DESORDEM E PROGRESSO - PARTE I




Para o público em geral, o rock não passa de "bate estacas". Isto não vale só para leigos, muitos apreciadores deste gênero consideram que o bom rock deve ser, primordialmente, marcado pela levada agressiva e a tão falada "atitude". Esse estereótipo acabou prevalecendo e, em função disso, esta música apaixonante sofre uma série de preconceitos e não é levada a sério por muitos especialistas de "bom gosto".
O rock passou a ser sinônimo de música primária, melodicamente pobre, composta e interpretada de forma medíocre. A tal "atitude" simplesmente compensaria a falta de qualidade musical e a gritaria dos cantores e vocalistas seria uma compensação para a sua falta de talento. Sem falar nas letras, sempre vistas como infantis ou sem sentido. E o pior de tudo: considera-se, no senso comum, que só exista um tipo de rock, que é sinônimo de muito barulho e pouca qualidade.
Nem entrarei no mérito das qualidades de muitas bandas que fazem o "bate estacas". Quem conferir o álbum que analisei no meu primeiro post, verá que nem todo rock agressivo é pobre, tanto em termos melódicos quanto em relação as letras. Mas o principal preconceito que quero jogar por terra é que todo rock é igual. Para quem conhece(não estarei falando nenhuma novidade), sabe-se que há muitos subgêneros do rock e que muitos deles são tão diferentes entre si, que cultivam até inimigos na própria cena rockeira.
O "tipo" de rock que mais aprecio é o chamado ROCK PROGRESSIVO. Nascido em algum momento misterioso entre os anos 60 e 70, é um estilo de rock único. A brincadeira em relação ao momento em que o progressivo surgiu faz referência à dificuldade de precisá-lo com exatidão. Reza a lenda que a música A DAY IN THE LIFE do clássico álbum "Sgt. Pepper’s Lonely Hearts Club Band", dos BEATLES, seria a gênese do rock progressivo. Muitos especialistas discordam desta versão, afirmando que a referida canção não é progressiva, mas psicodélica. Alguns entendidos sustentam que o "álbum branco"(The White Album), também dos Beatles seria a origem do progressivo. Outros afirmam que tal início teria ocorrido com os primeiros discos do PINK FLOYD. Há aqueles, entretanto, defendendo que a música dos "Floyds" é psicodélica e não progressiva. Novamente a polêmica sobre o que é progressivo e o que é psicodélico aparece!
Os nossos estimados leitores já estão percebendo a dificuldade, não apenas em determinar a origem do gênero, mas, principalmente, em defini-lo e separá-lo de outros estilos de música. Apresentarei, a seguir, algumas das características principais do rock progressivo e próprio leitor poderá formar a sua visão sobre estas polêmicas e construir o seu próprio conceito a respeito do referido gênero.

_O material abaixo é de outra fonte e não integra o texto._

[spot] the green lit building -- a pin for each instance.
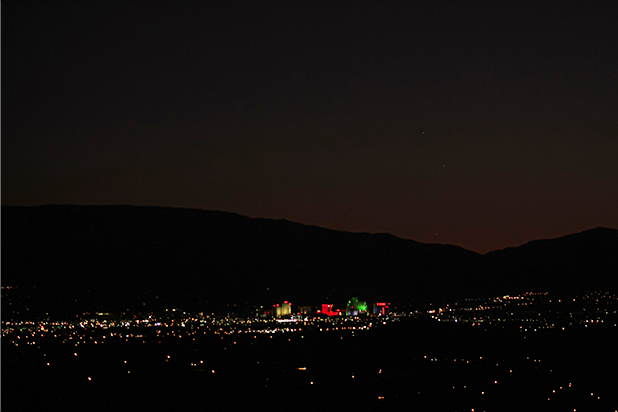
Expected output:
(356, 307)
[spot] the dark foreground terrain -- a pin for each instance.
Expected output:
(419, 365)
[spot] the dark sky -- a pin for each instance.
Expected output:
(480, 124)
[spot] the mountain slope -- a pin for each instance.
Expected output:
(218, 256)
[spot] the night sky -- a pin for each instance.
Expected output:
(479, 124)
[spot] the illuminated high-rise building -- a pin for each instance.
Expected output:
(356, 307)
(381, 308)
(285, 309)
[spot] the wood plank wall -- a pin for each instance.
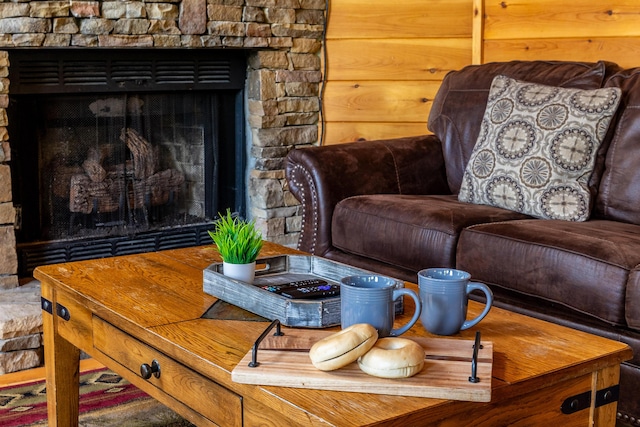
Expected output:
(386, 59)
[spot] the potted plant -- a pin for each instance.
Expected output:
(238, 242)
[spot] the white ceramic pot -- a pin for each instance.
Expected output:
(242, 272)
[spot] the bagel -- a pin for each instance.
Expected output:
(393, 358)
(340, 349)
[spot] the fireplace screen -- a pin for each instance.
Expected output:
(104, 172)
(121, 164)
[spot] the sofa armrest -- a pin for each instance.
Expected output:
(319, 177)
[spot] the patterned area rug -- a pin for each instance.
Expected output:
(106, 399)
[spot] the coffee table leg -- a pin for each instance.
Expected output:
(62, 365)
(604, 415)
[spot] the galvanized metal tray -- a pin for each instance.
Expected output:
(307, 313)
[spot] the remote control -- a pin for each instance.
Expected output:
(311, 291)
(292, 285)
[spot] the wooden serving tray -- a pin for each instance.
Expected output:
(284, 361)
(300, 313)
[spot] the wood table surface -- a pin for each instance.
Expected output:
(133, 309)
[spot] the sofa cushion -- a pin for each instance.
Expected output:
(537, 148)
(582, 265)
(620, 184)
(407, 231)
(458, 107)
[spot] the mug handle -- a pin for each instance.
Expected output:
(475, 286)
(397, 293)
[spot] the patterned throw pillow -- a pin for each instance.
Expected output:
(537, 147)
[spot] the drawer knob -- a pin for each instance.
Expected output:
(147, 370)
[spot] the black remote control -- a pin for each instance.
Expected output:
(311, 291)
(296, 284)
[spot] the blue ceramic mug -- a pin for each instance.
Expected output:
(444, 293)
(370, 299)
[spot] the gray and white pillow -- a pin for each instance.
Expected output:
(537, 148)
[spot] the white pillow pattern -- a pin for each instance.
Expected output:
(537, 148)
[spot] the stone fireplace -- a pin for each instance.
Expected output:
(282, 40)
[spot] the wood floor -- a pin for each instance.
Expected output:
(35, 374)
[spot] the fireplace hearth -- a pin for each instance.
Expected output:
(123, 151)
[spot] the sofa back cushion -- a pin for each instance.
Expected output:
(456, 114)
(620, 183)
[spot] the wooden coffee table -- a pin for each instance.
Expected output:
(143, 311)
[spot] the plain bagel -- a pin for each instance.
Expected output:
(393, 358)
(344, 347)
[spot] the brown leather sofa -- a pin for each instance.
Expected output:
(391, 206)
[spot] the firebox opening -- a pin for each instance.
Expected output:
(123, 151)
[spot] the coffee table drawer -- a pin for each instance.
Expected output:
(206, 397)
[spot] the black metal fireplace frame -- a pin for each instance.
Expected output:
(68, 71)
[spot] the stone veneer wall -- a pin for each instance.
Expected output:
(282, 84)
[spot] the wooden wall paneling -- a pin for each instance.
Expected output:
(477, 32)
(370, 131)
(379, 101)
(385, 63)
(624, 51)
(531, 19)
(396, 59)
(384, 19)
(585, 30)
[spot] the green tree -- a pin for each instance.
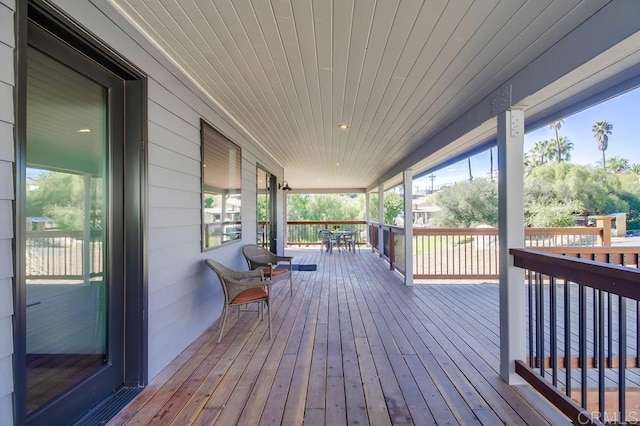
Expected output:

O rótulo rock progressivo é aplicado para muitas coisas diferentes, mas acredito que seja possível discernir algumas características centrais. Em primeiro lugar, é um gênero que tem por princípio quebrar conceitos tradicionais do rock. Se o rock , em sua origem, sempre foi associado à dança ou a batida que produz o movimento quase instintivo do corpo, o progressivo vem e, deliberadamente, o dissocia da dança. É uma música que sugere à reflexão e as viagens da mente. Se o rock, a princípio, era a música das melodias simples e curtas, o progressivo traz estruturas melódicas elaboradas e difíceis, em músicas que podem atingir os 43 minutos do duração!
Se as letras rockeiras sugerem a simplicidade e referências ao sexo, os "libretos" do rock progressivo trazem uma diversificação enorme de temas, onde podem figurar os assuntos como a medievalidade, ficção científica, mitologia, história, química, filosofia e por aí vai... A sofisticação das letras acompanha a sofisticação musical.
Em resumo, o rock progressivo tem como primeira característica subverter os cânones do rock. É uma música subversiva , em seu sentido mais profundo, superando a tradição para levar o rock a um nível de sofisticação e complexidade inimagináveis para os criadores deste gênero musical. Ainda que a superação do rock tradicional signifique, parodoxalmente, dialogar com as formas mais tradicionais de música, como a música clássica.
No próximo post, falaremos de outros pontos centrais do progressivo e aprofundaremos questões levantadas neste "primeiro movimento". A nossa "suite" progressiva continua!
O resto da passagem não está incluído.